A veces, leer el Evangelio molesta. El pasaje que proclamamos hoy en la Eucaristía nos inquieta. Estamos acostumbrados a una fe cómoda y conformista, de cumplimiento y poco compromiso, y Jesús hoy nos remueve el suelo que pisamos. Anuncia que su mensaje traerá divisiones y discordias: He venido a traer fuego a la tierra… ¿Pensáis que he venido a traer paz a la tierra? No, sino división. Desde ahora estarán divididos cinco en una casa: tres contra dos y dos contra tres; el padre contra el hijo, la madre contra la hija, la suegra contra su nuera… La sensación, ante estas palabras, es, al menos de perplejidad: Jesús, profetizando guerras internas y división en familia. Pero no habla de memoria. El mismo Jesús experimentó en su vida esta división: unos le buscaban para fortalecer su esperanza, otros para matarle. Sus paisanos, incluso, le toman por loco.
La palabra de este Maestro excepcional es como una espada de doble filo que entra en el corazón y descubre sus secretas intenciones: no trae Jesucristo la división, sino que saca a la luz la división que anida en el corazón del ser humano y que distorsiona sus relaciones. Su palabra no sabe de componendas tranquilizantes, sino que agita el corazón: al oírla, nadie puede eludirla y es exigido a tomar partido: quien no está conmigo, está contra mí, dirá Jesús a sus discípulos. Y no vale la indefinición.
El Evangelio reclama una respuesta decidida a la propuesta de Jesús de «un mundo nuevo, con unos valores distintos»; él no acepta las medias tintas, por eso reclama que sus seguidores se decidan y se clarifiquen.
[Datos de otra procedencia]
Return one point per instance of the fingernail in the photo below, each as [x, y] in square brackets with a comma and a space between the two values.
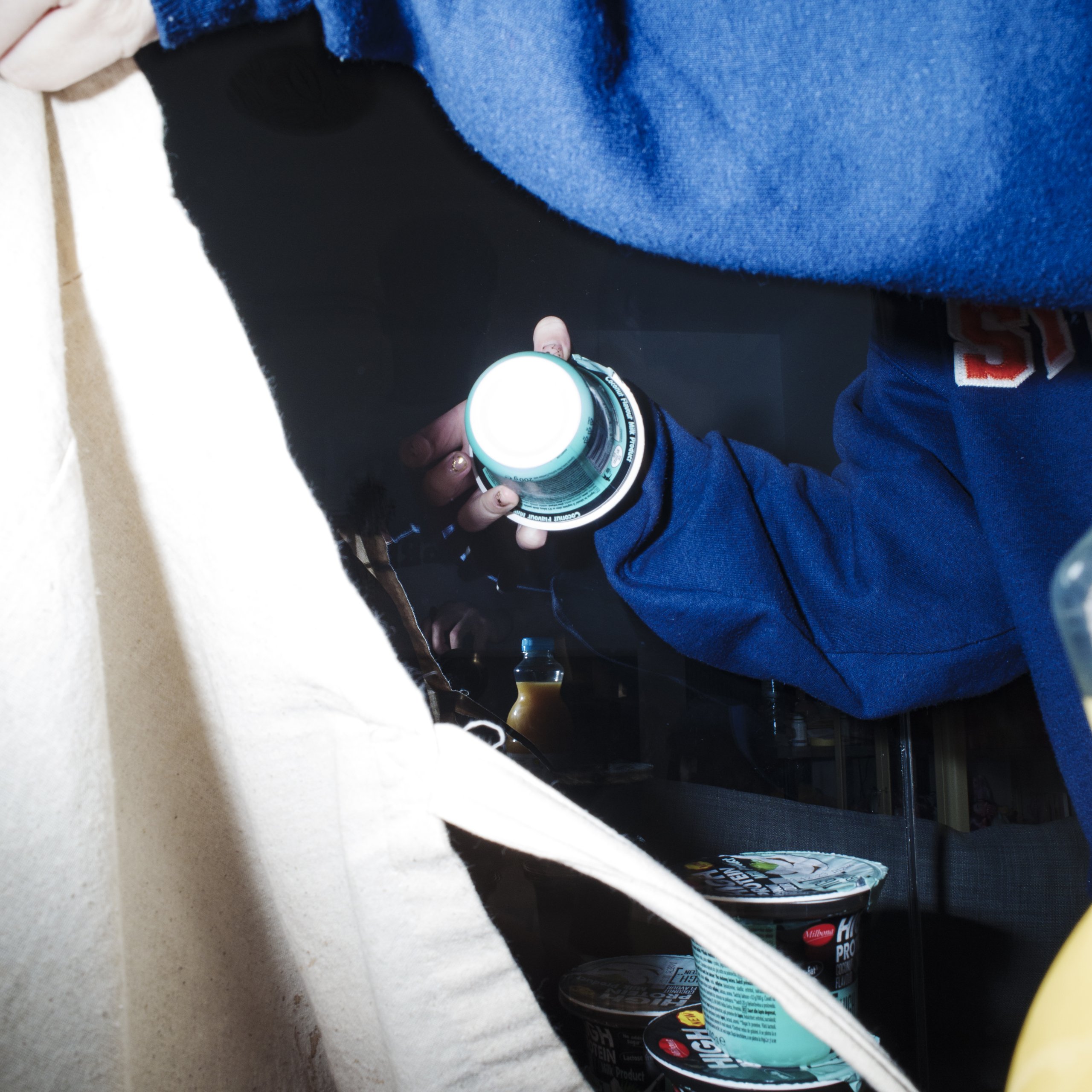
[416, 449]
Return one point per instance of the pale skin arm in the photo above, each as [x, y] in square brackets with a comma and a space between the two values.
[443, 448]
[46, 45]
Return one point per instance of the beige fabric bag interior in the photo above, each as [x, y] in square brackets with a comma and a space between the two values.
[222, 800]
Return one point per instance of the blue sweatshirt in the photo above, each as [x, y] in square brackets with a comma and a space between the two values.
[934, 145]
[918, 572]
[942, 148]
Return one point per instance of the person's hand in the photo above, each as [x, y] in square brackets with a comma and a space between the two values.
[46, 45]
[460, 626]
[443, 448]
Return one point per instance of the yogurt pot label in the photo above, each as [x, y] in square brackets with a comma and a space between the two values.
[680, 1046]
[810, 908]
[616, 999]
[615, 1058]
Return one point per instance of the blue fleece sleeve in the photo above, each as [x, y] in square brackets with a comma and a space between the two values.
[873, 588]
[937, 148]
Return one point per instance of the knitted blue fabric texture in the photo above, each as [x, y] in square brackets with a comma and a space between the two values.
[938, 147]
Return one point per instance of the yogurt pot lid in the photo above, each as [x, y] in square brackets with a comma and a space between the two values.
[790, 877]
[629, 989]
[679, 1044]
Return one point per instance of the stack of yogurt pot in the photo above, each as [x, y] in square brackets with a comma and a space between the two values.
[808, 906]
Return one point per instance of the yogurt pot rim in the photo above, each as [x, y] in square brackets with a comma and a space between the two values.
[637, 1017]
[854, 892]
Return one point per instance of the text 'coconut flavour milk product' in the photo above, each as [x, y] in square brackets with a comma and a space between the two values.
[808, 906]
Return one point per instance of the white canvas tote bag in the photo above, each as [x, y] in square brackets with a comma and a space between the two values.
[222, 800]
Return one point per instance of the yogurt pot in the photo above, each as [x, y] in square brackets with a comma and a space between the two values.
[566, 435]
[807, 906]
[616, 999]
[679, 1046]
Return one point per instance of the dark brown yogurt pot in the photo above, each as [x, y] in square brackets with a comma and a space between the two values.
[616, 999]
[679, 1046]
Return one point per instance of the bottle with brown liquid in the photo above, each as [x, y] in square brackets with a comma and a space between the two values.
[539, 712]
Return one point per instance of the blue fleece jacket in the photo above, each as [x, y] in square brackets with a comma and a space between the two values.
[944, 148]
[918, 572]
[935, 145]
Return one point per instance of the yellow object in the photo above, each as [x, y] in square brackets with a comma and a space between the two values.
[541, 716]
[1054, 1053]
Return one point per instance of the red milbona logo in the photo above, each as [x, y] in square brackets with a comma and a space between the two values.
[674, 1048]
[819, 935]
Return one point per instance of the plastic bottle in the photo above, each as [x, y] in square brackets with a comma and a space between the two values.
[1072, 600]
[539, 712]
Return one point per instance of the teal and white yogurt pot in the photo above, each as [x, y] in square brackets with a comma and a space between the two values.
[566, 436]
[807, 906]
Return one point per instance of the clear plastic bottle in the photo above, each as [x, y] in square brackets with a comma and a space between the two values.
[539, 712]
[1072, 600]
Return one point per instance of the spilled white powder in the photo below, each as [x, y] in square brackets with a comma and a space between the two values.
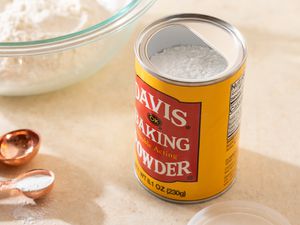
[189, 62]
[33, 183]
[30, 20]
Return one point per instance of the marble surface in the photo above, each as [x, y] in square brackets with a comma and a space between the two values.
[88, 129]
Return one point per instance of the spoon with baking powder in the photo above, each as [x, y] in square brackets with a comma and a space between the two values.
[18, 147]
[33, 184]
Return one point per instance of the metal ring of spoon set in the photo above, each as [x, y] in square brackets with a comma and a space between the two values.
[17, 148]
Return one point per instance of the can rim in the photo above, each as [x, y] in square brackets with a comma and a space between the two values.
[238, 207]
[195, 17]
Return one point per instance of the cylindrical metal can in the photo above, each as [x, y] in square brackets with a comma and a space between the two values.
[187, 131]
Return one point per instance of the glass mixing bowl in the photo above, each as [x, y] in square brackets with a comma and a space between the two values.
[41, 66]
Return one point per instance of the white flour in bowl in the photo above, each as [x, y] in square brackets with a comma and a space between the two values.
[30, 20]
[189, 62]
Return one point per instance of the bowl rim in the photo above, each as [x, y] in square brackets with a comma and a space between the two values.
[119, 20]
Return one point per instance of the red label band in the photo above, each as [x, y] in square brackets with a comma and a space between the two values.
[168, 131]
Y aquí surge la división, a veces dentro de la misma familia: a unos, convence la radicalidad del Maestro y optan por empeñar la vida por seguirle; a otros, les agradaría que su mensaje fuera más líquido, más compatible con sus componendas. Incluso, otros, «hacen oídos sordos».
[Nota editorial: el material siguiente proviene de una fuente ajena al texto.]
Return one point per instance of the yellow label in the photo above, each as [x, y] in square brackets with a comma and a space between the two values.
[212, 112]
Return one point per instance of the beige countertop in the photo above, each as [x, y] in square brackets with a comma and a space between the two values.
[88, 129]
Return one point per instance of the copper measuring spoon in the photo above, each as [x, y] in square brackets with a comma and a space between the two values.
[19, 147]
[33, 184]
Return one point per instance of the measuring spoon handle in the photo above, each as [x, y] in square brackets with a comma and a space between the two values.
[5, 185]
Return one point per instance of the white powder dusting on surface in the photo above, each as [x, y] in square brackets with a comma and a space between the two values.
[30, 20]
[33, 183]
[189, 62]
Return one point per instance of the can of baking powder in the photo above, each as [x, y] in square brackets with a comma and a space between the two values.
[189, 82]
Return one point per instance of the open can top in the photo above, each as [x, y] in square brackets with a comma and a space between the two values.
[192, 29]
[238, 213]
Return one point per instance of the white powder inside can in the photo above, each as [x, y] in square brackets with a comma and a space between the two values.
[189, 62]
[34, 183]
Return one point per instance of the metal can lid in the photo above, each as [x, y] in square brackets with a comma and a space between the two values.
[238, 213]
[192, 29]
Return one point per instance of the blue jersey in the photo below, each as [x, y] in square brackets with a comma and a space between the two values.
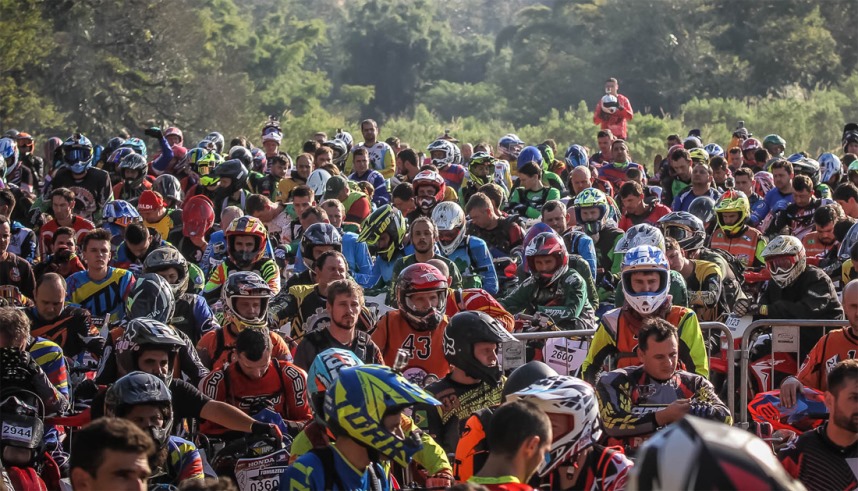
[308, 474]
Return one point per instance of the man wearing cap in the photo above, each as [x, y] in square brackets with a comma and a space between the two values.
[355, 202]
[156, 215]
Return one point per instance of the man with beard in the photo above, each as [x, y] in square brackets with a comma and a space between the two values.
[345, 305]
[822, 458]
[424, 235]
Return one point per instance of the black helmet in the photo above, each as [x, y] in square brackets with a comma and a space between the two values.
[235, 170]
[136, 389]
[526, 375]
[463, 332]
[686, 228]
[242, 154]
[319, 234]
[143, 334]
[152, 298]
[169, 257]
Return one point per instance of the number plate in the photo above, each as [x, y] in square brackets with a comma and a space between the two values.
[22, 434]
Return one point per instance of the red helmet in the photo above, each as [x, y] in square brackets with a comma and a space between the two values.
[422, 278]
[547, 244]
[429, 178]
[197, 216]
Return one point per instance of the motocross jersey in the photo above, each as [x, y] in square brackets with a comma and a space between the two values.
[432, 457]
[216, 346]
[818, 462]
[629, 399]
[565, 301]
[404, 262]
[830, 350]
[426, 347]
[747, 245]
[617, 335]
[478, 300]
[101, 298]
[532, 200]
[49, 356]
[283, 388]
[309, 473]
[266, 269]
[68, 330]
[474, 261]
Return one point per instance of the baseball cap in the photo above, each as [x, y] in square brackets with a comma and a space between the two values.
[150, 200]
[335, 186]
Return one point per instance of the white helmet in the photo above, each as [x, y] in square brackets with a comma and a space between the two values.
[317, 181]
[645, 259]
[442, 146]
[449, 216]
[568, 396]
[785, 259]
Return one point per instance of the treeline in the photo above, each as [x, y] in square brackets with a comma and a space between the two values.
[478, 67]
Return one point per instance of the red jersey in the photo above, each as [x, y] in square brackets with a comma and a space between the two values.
[80, 226]
[426, 347]
[283, 388]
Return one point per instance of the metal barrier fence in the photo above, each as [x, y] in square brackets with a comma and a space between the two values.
[756, 326]
[588, 333]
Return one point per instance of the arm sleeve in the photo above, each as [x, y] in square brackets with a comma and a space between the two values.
[615, 402]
Si la predicación de Jesús suscito suspicacias y reticencias, también la predicación de la Iglesia es, con frecuencia, signo de contradicción, porque quiere poner verdad donde hay ficción, alumbrar donde hay sombras. Cierto que la misma Iglesia nunca ha sido tan limpia para trasparentar la blancura del Evangelio, pero nunca tampoco ha traicionado esta verdad, aunque ella misma se haya visto retratada en su oscuridad.
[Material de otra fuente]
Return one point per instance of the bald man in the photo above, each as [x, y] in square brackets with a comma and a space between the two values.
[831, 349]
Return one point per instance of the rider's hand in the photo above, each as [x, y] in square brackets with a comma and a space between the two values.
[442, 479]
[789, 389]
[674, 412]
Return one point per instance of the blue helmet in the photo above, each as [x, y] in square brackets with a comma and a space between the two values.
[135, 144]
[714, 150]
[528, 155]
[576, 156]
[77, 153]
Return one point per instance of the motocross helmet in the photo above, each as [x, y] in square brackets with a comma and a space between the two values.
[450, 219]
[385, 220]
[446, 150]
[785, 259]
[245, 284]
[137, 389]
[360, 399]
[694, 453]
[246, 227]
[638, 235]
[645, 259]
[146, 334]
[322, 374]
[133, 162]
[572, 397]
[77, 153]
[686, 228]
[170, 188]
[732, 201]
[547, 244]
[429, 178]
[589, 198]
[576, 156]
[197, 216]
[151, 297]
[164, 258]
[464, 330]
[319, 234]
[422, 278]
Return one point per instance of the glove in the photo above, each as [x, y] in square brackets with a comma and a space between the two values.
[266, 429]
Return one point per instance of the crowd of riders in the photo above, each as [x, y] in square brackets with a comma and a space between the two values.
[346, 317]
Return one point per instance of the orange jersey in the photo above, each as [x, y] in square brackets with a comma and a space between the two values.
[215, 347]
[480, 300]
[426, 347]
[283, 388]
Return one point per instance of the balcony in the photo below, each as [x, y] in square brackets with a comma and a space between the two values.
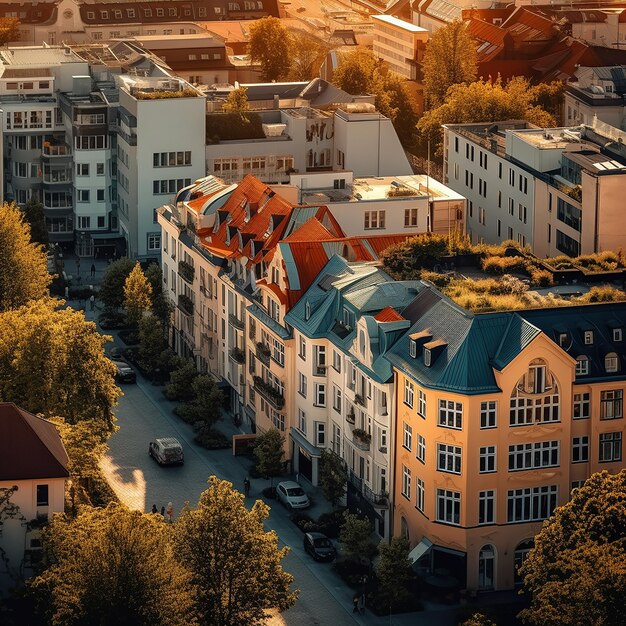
[185, 304]
[186, 271]
[263, 353]
[236, 322]
[273, 396]
[361, 439]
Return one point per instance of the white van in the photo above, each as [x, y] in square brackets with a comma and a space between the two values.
[167, 451]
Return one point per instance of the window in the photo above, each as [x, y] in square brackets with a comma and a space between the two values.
[488, 411]
[486, 506]
[448, 506]
[407, 438]
[611, 406]
[409, 391]
[421, 449]
[526, 456]
[448, 458]
[374, 220]
[610, 447]
[42, 495]
[421, 404]
[531, 504]
[420, 491]
[320, 394]
[406, 482]
[580, 449]
[487, 455]
[450, 414]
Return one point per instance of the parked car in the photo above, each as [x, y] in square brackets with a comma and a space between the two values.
[167, 451]
[125, 373]
[292, 495]
[319, 546]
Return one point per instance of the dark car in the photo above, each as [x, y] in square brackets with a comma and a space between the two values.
[125, 373]
[319, 546]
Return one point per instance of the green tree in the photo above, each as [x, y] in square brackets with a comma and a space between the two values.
[23, 265]
[137, 295]
[235, 563]
[393, 571]
[269, 44]
[112, 286]
[356, 538]
[237, 101]
[52, 362]
[333, 480]
[449, 59]
[576, 573]
[34, 215]
[112, 567]
[269, 452]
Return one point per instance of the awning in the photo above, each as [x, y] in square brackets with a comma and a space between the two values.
[420, 550]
La historia del profeta Jeremías es un ejemplo patente de una predicación que provoca inquietud. Al sacar a la luz las secretas intenciones del malvado, se convierte en enemigo. Es acusado: ¡eliminemos a Jeremías! Es el destino del profeta al servicio de la verdad, el mismo destino que sufrió Jesús. Aunque, a veces, parece vencer la fuerza del mal y ser muy numerosa la tropa de los malvados, la Carta a los hebreos nos recuerda: hay una nube de ingentes testigos, que nos invitan a correr con constancia, renunciando a todo lo que nos estorba, y seguir a Jesús, que inició y completa nuestra fe. Y nos ofrece una razón: él renuncio al gozo inmediato, soportó la cruz, despreciando la ignominia, y ahora está sentado a la derecha del trono de Dios. Y nos exhorta con palabras de consuelo: no os canséis ni perdáis el ánimo… todavía no habéis llegado a la sangre en vuestra pelea contra el pecado. El Maestro parece decirnos: no te acobardes ante la radicalidad de mis palabras, en ellas encuentras el secreto de la felicidad eterna.
Tuit de la semana: El Evangelio inquieta el corazón y remueve la conciencia. ¿Acepto la radicalidad del Evangelio o adapto su menaje a mi comodidad?